Processing the map from left to right, we need to keep track if there is a guard placed behind us (to the left) on the top row and bottom row.
If there isn't and this is a free square, we need to place one guard. Then we need to do some case analysis depending on the top and bottom squares being free or not.
The caveat is that we need to pick carefully when a guard is controlling a square above/below his row. I used 3 states for each of the rows: NONE = no guard, HAS_USED = placed a guard and it is guarding a row above/below him, HAS = I need to place a guard here. Take a look at this example:
We need to place a guard both on the top and bottom rows, but we can preserve both rows with "HAS" state. Then, when we process the second to last column, we assign that square to the guard on the bottom row.

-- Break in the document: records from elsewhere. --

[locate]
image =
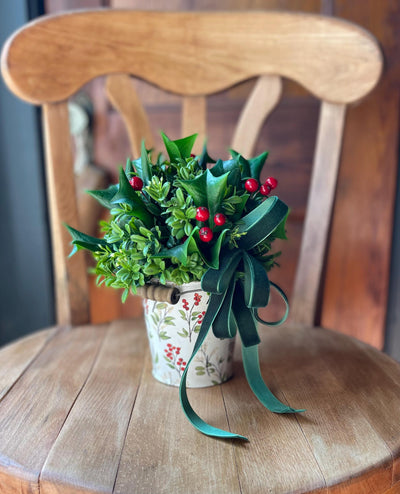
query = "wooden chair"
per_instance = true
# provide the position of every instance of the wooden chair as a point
(79, 409)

This takes O(N). Here's my code http://ideone.com/Q1ebEu
Another way to solve it with dp, with O(N^2) complexity — DP[i][j] is for smallest number of guards needed to cover i cells in first row and j cells in second row. When trying to extend your state, you can either move by 1 cell for free, if that cell contains #, or cover that cell by placing guard either in this cell or in matched cell in other row (just don't forget to update information about covered cells in other row). Code.

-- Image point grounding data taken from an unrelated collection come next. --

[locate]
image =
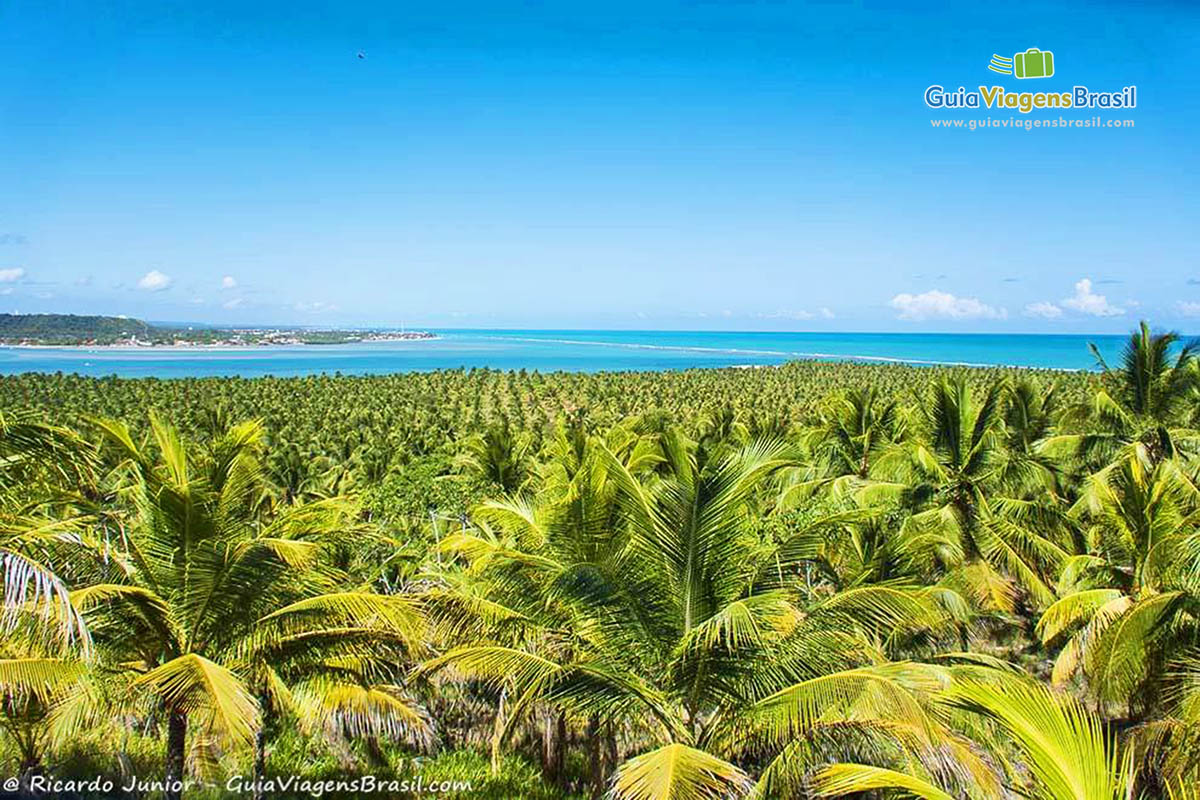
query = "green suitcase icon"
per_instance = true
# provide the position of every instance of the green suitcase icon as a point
(1033, 64)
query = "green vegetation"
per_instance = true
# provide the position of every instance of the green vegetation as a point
(822, 579)
(69, 329)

Maybe they meant the following:
The first part is the same as greedy solution. After you find "segments", construct a bipartite graph. Left vertices correspond to segments on the top row. Right vertices correspond to segments on the bottom row. Then, add an edge between a left vertex and a right vertex iff the corresponding segments share an edge and exactly one of them has length one. Compute bipartite matching of this graph.

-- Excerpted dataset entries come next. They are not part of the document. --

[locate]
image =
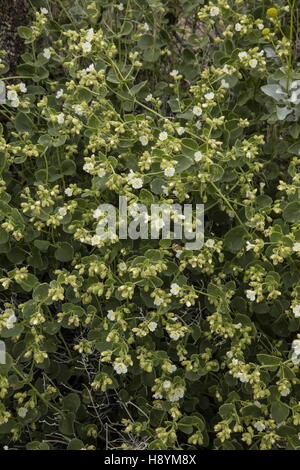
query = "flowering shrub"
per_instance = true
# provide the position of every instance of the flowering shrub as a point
(142, 344)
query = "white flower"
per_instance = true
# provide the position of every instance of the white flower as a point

Actually it is the same with greedy approach. Because each segment of length one will have degree at most one, so the MM can be found greedy.
Is the same problem on a NxM grid solvable in polynomial time?
Why exactly one of them should have length one? even if both of them have length one, we will still need to do a bipartite matching of them. The answer is then, the no. of segments in the grid-the result we find from bipartite matching.
Please tell me where am I going wrong in this.
Yes, you are correct. It should be "at least one".